Total Characters in String After Transformations I - Video Solutions

Problem Overview: You start with a string s. During each transformation, every character moves to the next letter in the alphabet. When a character reaches 'z', it expands into the two-character string "ab". After performing t transformations, return the total number of characters in the resulting string.

Approach 1: Simulate Transformations with Length Calculation (Time: O(n + 26t), Space: O(26))

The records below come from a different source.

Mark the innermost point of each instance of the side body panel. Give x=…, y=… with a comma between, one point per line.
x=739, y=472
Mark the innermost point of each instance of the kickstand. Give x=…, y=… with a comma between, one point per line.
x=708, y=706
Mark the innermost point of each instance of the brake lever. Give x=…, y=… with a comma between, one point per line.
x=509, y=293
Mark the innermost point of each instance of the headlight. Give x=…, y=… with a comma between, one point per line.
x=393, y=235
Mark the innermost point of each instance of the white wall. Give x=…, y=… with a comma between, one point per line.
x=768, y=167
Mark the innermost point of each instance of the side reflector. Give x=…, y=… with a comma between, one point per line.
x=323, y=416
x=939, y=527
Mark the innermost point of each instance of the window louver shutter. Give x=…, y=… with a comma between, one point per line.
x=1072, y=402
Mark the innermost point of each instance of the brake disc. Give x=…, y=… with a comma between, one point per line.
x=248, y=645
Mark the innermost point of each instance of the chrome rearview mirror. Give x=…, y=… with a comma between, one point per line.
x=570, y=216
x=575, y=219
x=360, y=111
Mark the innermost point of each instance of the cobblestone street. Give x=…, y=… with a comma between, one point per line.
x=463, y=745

Instead of rebuilding the string every round, track how many times each character appears. Use a frequency array of size 26 where count[i] stores the number of occurrences of the i-th letter. For each transformation, shift counts forward: characters 'a' through 'y' move to the next index, while 'z' produces two characters, increasing the counts of 'a' and 'b'. Repeat this update for t rounds. The total length at any step is simply the sum of all frequencies. This approach avoids string concatenation and keeps the state compact using a small fixed array.

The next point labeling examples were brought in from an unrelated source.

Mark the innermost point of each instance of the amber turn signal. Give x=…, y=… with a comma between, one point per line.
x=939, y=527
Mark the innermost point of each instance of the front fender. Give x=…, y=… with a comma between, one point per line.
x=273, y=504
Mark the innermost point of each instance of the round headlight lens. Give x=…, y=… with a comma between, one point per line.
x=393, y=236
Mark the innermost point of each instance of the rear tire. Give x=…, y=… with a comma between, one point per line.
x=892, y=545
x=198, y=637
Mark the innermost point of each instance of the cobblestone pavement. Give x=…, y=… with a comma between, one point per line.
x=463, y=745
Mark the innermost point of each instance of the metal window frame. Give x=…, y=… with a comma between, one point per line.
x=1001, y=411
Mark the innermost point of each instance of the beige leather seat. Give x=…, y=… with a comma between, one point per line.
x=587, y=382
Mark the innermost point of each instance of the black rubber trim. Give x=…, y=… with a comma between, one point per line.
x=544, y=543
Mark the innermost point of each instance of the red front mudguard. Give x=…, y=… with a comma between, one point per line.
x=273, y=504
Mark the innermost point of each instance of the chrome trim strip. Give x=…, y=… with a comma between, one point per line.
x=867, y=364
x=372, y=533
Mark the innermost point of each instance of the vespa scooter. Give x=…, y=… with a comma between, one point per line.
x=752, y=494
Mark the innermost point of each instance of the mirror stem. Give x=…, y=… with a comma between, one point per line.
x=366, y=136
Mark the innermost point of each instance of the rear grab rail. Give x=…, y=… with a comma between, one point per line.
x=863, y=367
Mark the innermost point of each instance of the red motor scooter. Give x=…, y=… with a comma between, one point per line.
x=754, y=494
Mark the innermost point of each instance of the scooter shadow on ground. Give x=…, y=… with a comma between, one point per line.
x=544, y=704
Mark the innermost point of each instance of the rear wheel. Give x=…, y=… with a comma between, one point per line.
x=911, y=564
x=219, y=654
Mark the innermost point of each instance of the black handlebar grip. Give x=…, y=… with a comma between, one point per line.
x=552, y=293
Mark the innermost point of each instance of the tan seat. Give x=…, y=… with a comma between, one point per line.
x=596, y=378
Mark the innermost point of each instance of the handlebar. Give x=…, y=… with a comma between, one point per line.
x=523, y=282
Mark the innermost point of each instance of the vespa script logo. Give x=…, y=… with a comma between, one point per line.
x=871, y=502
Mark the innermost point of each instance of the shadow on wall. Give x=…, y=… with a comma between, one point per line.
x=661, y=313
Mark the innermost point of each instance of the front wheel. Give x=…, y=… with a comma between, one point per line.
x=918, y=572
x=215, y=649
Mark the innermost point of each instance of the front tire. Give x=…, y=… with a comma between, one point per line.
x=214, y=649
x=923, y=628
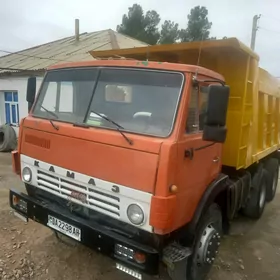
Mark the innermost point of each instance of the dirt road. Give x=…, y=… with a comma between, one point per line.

The key insight is that the transformation only depends on character counts, not the order of characters. Using counting makes each step constant time with respect to alphabet size. This pattern appears frequently in problems involving repeated string updates and can be viewed as a small-state dynamic programming process combined with simple counting.

Approach 2: Mathematical Simplification Using Exponents (Time: O(n + log t) or O(n + 26t) precompute, Space: O(26))

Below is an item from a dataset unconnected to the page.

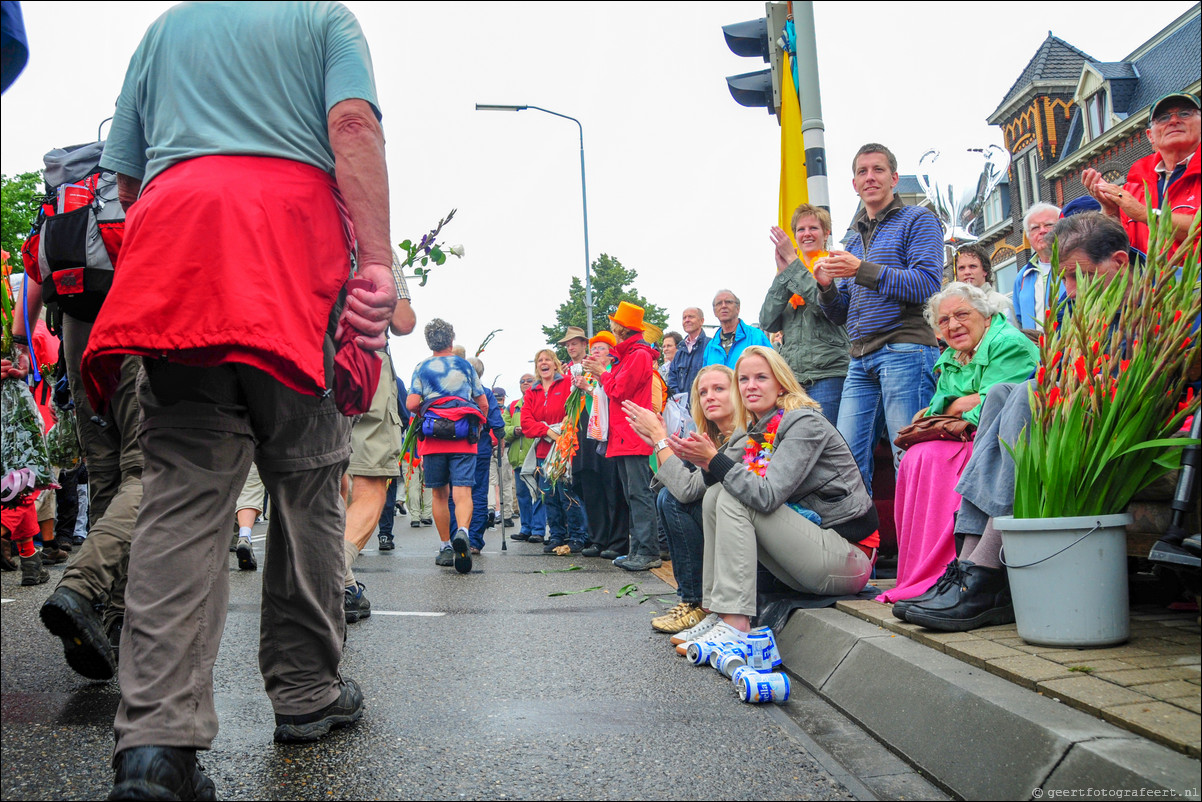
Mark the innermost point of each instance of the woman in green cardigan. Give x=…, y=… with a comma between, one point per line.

Each character contributes to the final length depending on how many times it reaches 'z' within t steps. When that happens, the character splits into two new characters which continue transforming independently. Instead of simulating every step, compute how a single character grows after t transformations. Precompute the growth for each letter by observing when the chain hits 'z' and creates additional characters.

This reduces the problem to summing contributions from the initial characters. For example, if a letter becomes 'z' after k steps, the remaining transformations generate extra characters starting from 'a' and 'b'. Using precomputed growth values or exponent-style recurrence avoids repeatedly shifting arrays and scales better when t becomes large. The reasoning relies on simple alphabet arithmetic and ideas commonly used in math-driven DP transitions.

Recommended for interviews: The counting simulation is the expected solution. It shows you recognize that the string order is irrelevant and that only frequencies matter. Brute string simulation would explode in size, while the 26-slot counting DP keeps updates predictable and efficient. The mathematical simplification demonstrates deeper optimization thinking but usually comes after you explain the counting model.